On Student Debt

By Krista Thorp '15

As I sit down to write this article, I find that I do not know where to begin.

This feeling is similar to the sensation of discovering that I could no longer afford to go to Bennington with the amount of money I was receiving from the school.

I can only imagine that many Bennington students have found themselves in this situation, and I feel extremely fortunate that I was able to be here for two years before I ran into the inevitable daunting process that is taking out private loans. I don’t know the number of students who have private loans out at Bennington, or in all the liberal arts colleges, or in colleges in general. I don’t know what the average amount of loans to take out is, or what the reasonable amount of loans to take out is. What is a safe interest rate? How much money am I going to earn when I graduate? Who can I ask these questions of?

For all these inquiries, there are few precise answers. I still have not found them.

Like all students at Bennington (hopefully), I believe fully in the value of a liberal arts education. I can’t imagine myself at a school with “required classes” or “majors.” And, even though I’m often sick and always exhausted (as are we all), I can’t imagine doing less work than I have the opportunity to do at Bennington, because that is what I’m here to do. I’m here to do things that I care about; I’m here to do all of them, and I couldn’t do that at any other school

However, being faced with the prospect of taking out about a third of my yearly tuition in loans for the next two years (I won’t get into specifics, except to say that situation would leave me with approximately $800.00 to pay monthly until any hypothetical children of my own have graduated college), I started to question the system we have here. For the most part, we work more than a full time job, and pay approximately the yearly salary of somebody with an actual full time job to do it.

The theory behind this is basically that we will, as a result of our college degree, be able to make more money per year than what we’re paying, thusly being able to pay off our debt from school. And that’s all well and good if you’re going to med school. I have no idea what job my Bennington degree is going to get me, and in fact, I wouldn’t want a particularly high paying job. I’m going into the theater, I have no illusions about my future wealth. Maybe I’ll be a stage manager, and if I become the most successful stage manager of all the stage managers and end up working on some Phantom of the Opera-analog for three decades, I’ll make over a hundred thousand dollars a year. But I don’t want that. If I wanted that, I’d be at a conservatory.
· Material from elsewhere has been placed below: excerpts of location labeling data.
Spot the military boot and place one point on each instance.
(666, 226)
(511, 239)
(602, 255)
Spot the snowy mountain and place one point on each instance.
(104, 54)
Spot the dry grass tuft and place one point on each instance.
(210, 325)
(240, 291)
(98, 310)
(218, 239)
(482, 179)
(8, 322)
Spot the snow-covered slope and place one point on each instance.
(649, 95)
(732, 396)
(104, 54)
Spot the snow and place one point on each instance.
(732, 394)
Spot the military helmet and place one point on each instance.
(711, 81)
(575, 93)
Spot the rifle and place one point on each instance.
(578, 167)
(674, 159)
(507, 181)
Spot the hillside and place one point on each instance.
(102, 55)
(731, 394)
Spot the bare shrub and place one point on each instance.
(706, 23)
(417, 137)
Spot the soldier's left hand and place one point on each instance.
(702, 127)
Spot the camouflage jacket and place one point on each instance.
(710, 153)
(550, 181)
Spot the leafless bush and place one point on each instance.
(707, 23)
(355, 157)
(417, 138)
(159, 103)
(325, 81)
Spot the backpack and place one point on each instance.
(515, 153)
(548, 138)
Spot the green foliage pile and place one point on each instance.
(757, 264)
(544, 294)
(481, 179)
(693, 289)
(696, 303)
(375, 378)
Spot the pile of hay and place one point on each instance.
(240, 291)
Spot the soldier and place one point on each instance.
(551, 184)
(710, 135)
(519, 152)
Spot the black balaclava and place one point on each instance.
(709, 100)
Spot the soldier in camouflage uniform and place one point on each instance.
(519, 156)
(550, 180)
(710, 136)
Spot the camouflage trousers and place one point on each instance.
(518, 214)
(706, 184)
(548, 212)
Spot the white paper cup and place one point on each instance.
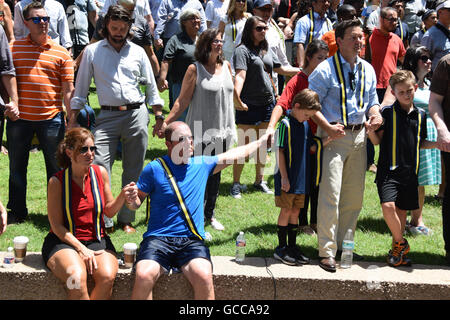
(20, 247)
(129, 254)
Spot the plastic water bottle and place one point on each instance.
(347, 250)
(8, 260)
(240, 247)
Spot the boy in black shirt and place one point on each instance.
(403, 132)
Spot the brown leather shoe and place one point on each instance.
(328, 264)
(126, 227)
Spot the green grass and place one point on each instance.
(255, 214)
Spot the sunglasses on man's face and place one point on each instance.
(37, 20)
(83, 150)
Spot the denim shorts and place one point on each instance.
(172, 252)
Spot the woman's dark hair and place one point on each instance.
(117, 12)
(412, 58)
(247, 35)
(312, 48)
(73, 140)
(344, 25)
(204, 45)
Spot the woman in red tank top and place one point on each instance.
(78, 196)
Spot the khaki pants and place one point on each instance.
(341, 189)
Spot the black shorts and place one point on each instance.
(255, 114)
(53, 244)
(172, 252)
(401, 188)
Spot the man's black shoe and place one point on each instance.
(356, 257)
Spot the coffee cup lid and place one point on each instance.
(130, 246)
(21, 239)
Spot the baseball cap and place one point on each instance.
(261, 3)
(443, 5)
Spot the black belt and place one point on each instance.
(122, 108)
(353, 127)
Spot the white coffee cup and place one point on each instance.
(129, 254)
(20, 247)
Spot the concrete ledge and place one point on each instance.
(252, 280)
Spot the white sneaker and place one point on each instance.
(217, 225)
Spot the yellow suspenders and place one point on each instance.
(186, 214)
(67, 199)
(343, 93)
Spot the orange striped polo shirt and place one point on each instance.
(40, 72)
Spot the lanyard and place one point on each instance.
(67, 200)
(343, 93)
(394, 150)
(187, 215)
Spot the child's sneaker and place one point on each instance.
(399, 250)
(282, 254)
(298, 255)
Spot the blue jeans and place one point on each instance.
(19, 134)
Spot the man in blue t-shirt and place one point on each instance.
(174, 238)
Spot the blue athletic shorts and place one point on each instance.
(172, 252)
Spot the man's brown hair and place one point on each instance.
(307, 100)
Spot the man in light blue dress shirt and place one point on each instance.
(119, 68)
(345, 118)
(320, 25)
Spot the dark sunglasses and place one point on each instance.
(351, 76)
(424, 58)
(185, 138)
(260, 29)
(83, 150)
(37, 20)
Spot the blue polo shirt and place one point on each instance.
(166, 217)
(295, 140)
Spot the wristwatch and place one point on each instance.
(160, 117)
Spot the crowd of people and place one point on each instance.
(321, 82)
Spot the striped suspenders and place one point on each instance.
(67, 201)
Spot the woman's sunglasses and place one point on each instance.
(37, 20)
(83, 150)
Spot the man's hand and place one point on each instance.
(131, 192)
(12, 111)
(158, 128)
(336, 131)
(158, 44)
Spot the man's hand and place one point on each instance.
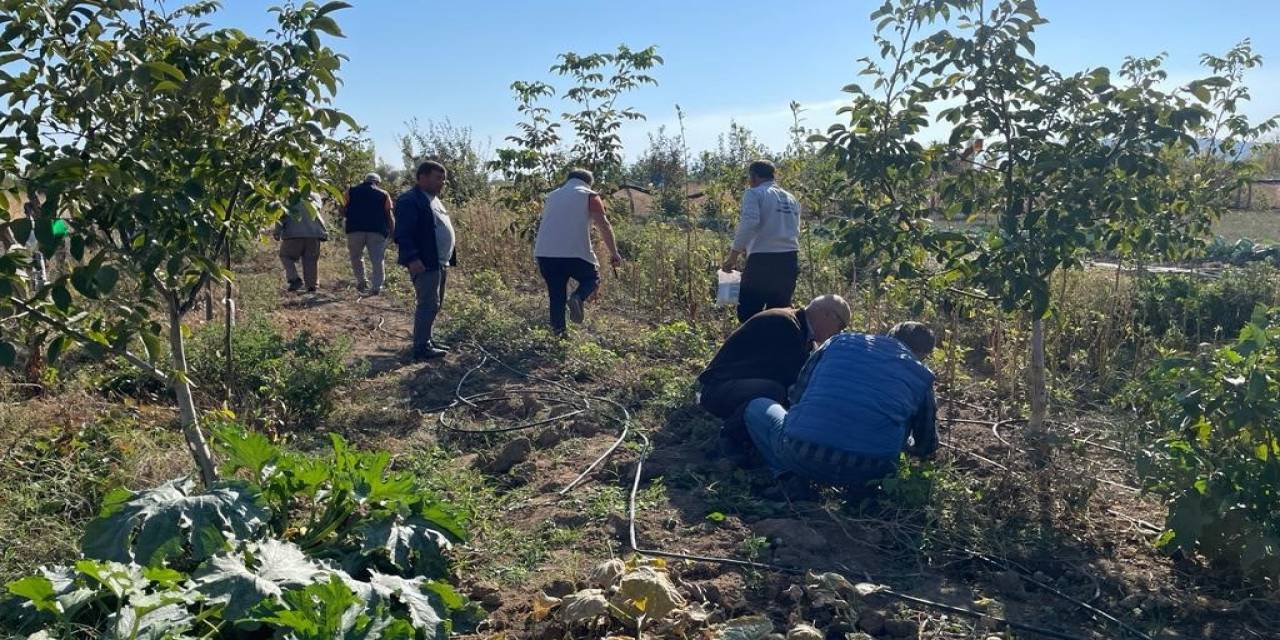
(730, 263)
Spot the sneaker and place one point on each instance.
(575, 309)
(794, 488)
(428, 353)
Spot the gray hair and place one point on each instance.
(583, 174)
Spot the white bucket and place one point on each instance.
(727, 284)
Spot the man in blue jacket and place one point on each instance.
(858, 403)
(425, 237)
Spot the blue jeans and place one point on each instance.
(766, 423)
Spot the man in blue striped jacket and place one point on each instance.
(858, 403)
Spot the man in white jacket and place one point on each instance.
(563, 246)
(768, 232)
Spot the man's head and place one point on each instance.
(430, 177)
(917, 337)
(760, 172)
(827, 315)
(581, 174)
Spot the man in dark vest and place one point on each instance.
(425, 237)
(369, 222)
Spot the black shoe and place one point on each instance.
(428, 353)
(575, 310)
(794, 488)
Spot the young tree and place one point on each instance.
(161, 141)
(599, 81)
(453, 146)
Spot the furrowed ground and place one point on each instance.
(987, 526)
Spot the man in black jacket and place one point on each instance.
(425, 237)
(760, 360)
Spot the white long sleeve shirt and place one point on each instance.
(769, 222)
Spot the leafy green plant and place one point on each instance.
(1216, 458)
(275, 380)
(307, 548)
(136, 142)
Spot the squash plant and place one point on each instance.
(161, 141)
(1215, 417)
(300, 547)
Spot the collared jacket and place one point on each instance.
(864, 394)
(415, 231)
(769, 222)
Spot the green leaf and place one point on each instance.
(159, 624)
(164, 522)
(245, 449)
(62, 297)
(56, 347)
(410, 545)
(327, 24)
(39, 590)
(161, 69)
(105, 279)
(261, 572)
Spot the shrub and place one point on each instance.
(287, 383)
(1200, 309)
(309, 548)
(1216, 460)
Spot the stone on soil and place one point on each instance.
(650, 586)
(607, 572)
(805, 632)
(585, 606)
(513, 453)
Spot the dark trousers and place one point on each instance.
(728, 400)
(429, 287)
(557, 272)
(768, 282)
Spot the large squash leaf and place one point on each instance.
(261, 571)
(411, 545)
(172, 520)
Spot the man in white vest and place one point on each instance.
(563, 246)
(768, 233)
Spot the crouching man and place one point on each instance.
(760, 360)
(858, 403)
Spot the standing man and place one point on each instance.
(369, 222)
(301, 231)
(563, 246)
(425, 237)
(768, 232)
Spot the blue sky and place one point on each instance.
(741, 60)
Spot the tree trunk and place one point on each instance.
(1036, 380)
(187, 414)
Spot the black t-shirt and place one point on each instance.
(772, 344)
(366, 209)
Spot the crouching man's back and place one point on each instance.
(859, 402)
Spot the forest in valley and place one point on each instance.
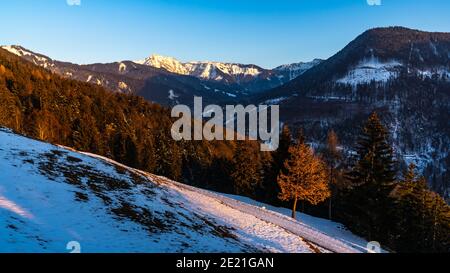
(367, 191)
I’m going to most likely (god, hopefully) be working on projects at various not-for-profit theaters on and off until I’m forty. And what yearly salary does that get me? What is my rent going to be like, where will I be? I do not know. And I think that’s the case for a lot of Bennington people—even after four FWTs, our life goals are sort of vague and flexible. So we’ll all be able to go change the world, but will we be able to pay off our student loan debt?

The scale of the money that we pay to go here is almost impossible to grasp, unless perhaps you’re studying that sort of thing. For me, a girl who has never bought a plane ticket or a piece of technology that cost more than $300, it is unfathomable. Oh, okay, I have to take out tens of thousands of dollars in loans to stay here—what’s the difference between $20,000 and $40,000, really?

The answer is a big difference, and they’re both basically entirely unreasonable. I didn’t know this until I made a horrifying spreadsheet calculating what my loan payments would be for the next ten or twenty years. Even when broken down into monthly chunks, the prices are startling. Before I made this spreadsheet, it was tempting to stay here regardless of the cost. Bennington is a really special place, and I worry that another college will think I’m crazy rather than encourage my cross-discipline ideas. Transferring to a school where I’d have to take a math class is not something I’m interested in doing. For a while I thought that as long as I was lucky enough to be here, I should work hard to stay, which included going in to as much debt as necessary in order to see my Plan to completion. After all, how can you put a price on the view from the End of the World?

As it turns out, I managed, through a series of rather complex formulas, to figure out what exactly that price was for me. It is important to note that my professors, peers, and the people in the financial aid office were extremely supportive throughout the process, but ultimately it got to the point that the only thing left to do was actually determine how much I was willing to pay to go here. The adults in my life at home either didn’t go to college or went to engineering school, so it was difficult to look to my parental figures to determine what was reasonable by comparison. I asked around campus (as politely as possible), but few students actually know off the top of their heads how much debt they were in and at what interest rate it was borrowed at. I suppose I can’t blame them—they are rarely fun figures to have on your mind. And so, it was left only to me to determine what was reasonable, and, again, being completely unable to predict my future salary, this was almost impossible. But about two months and 612 excruciating cells in Microsoft Excel later, I figured it out.

My story ends there for now. I’ve handed in my appeals form, finally—and I encourage anyone who is considering appealing to bite the bullet and hand their form in sooner than I did mine. Badger the financial aid office until they explain all your options to you, and talk to your professors. If I have taken any lesson from this experience, it is that if you are here, it is because people want you to be here, and they will do what they can to help you stay.